Scientists in South Africa have found that ceramic nest boxes can shield endangered African penguins from climate change.
In the past, the seabirds laid their eggs in burrows dug into centuries-old layers of their own excrement. But in the 1800s, most of the guano was scraped up by traders and shipped to the United Kingdom as fertilizer. Since then, many penguins have nested in the open, exposing themselves to heatstroke and their eggs and chicks to desiccation and predators. Shaun Welman, a zoologist at Nelson Mandela University, has seen penguins sitting with eyes shut, heads drooped and beaks agape in the punishing midday heat, struggling to protect their eggs.
Because penguins evolved to retain heat in frigid water, they can easily overheat on land.
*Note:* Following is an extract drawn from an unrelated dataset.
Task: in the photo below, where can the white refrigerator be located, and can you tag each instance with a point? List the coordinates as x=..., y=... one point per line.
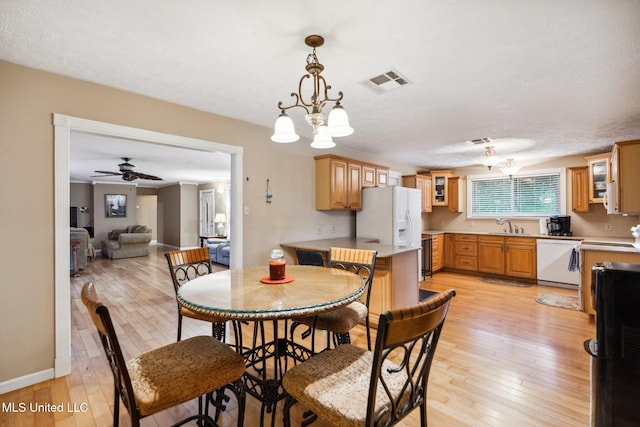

Typically, penguins leave their nests regularly to cool off in the sea, but without proper burrows, this leaves their eggs unprotected.
“We’ve now put this entire species at risk of extinction, essentially because of human exploitation and greed,” Welman says.
Since 1900, the African penguin population has fallen to a fraction of its former glory: a mere 48,000 birds, down from as many as three million.
Fortunately, a team of researchers and conservationists working under the banner of the African Penguin Nest Project seems to have hit on a solution. Over the past four years, the team has designed and deployed more than 1,500 handmade ceramic nest boxes in five penguin colonies including Bird Island, located in Algoa Bay, an area that is home to nearly half of the world’s remaining African penguins.
A new study co-authored by Welman shows that the ceramic design provides the best nests on Bird Island. The artificial nests are even cooler than the penguin’s own guano burrows, a tiny number of which still survive.
Welman and colleague Lorien Pichegru, the acting director of the Coastal and Marine Research Institute at Nelson Mandela University, found that older artificial nests made of cement get too hot. Inside, temperatures at times exceeded 104 degrees Fahrenheit and occasionally even 120 degrees, putting eggs at risk of overheating. In previous research, Pichegru also documented perilously high temperatures in artificial nests crafted from fiberglass.
But the new ceramic nests, made of two molded shells of gray fabric soaked in a ceramic slurry and fitted together to look like a tiny igloo, kept the birds cool.
The ceramic nests remained around two degrees lower than a penguin’s resting body temperature of 99.7 degrees Fahrenheit, while humidity stayed above a comfortable 70 percent. The nests were so effective, Welman says, that “if adults had to abandon nests for whatever reason, the eggs would never be at any risk of overheating.”
Even in milder weather, the new nests make a difference. In a separate experiment, on a sunny 77 degree day, the African Penguin Nest Project team logged temperatures of nearly 124 degrees on the ground outside a ceramic nest box and just 73 degrees inside.
The discovery of a viable artificial nest could not have come soon enough, since it appears that African penguins are even more sensitive to direct sun than previously thought. On Bird Island, Welman and Pichegru saw birds panting in an effort to cool down in temperatures as low as 72 degrees. With climate change, birds nesting in exposed areas will increasingly be subjected to dangerous conditions.
Christina Hagen of BirdLife South Africa, who was not part of the study, says the results show that ceramic nests are a potentially useful conservation tool. “Finding effective conservation solutions is vital given the dire status of the African penguin population,” she says.
The main threat to African penguins is overfishing of anchovy and sardines, the seabirds’ favored prey. Scientists and conservationists are pushing the South African government to close commercial fishing around six African penguin breeding colonies until populations recover. But without refuge from rising temperatures and predators on land, those efforts alone may not be enough. Ceramic nests could help to give these beloved seabirds a fighting chance.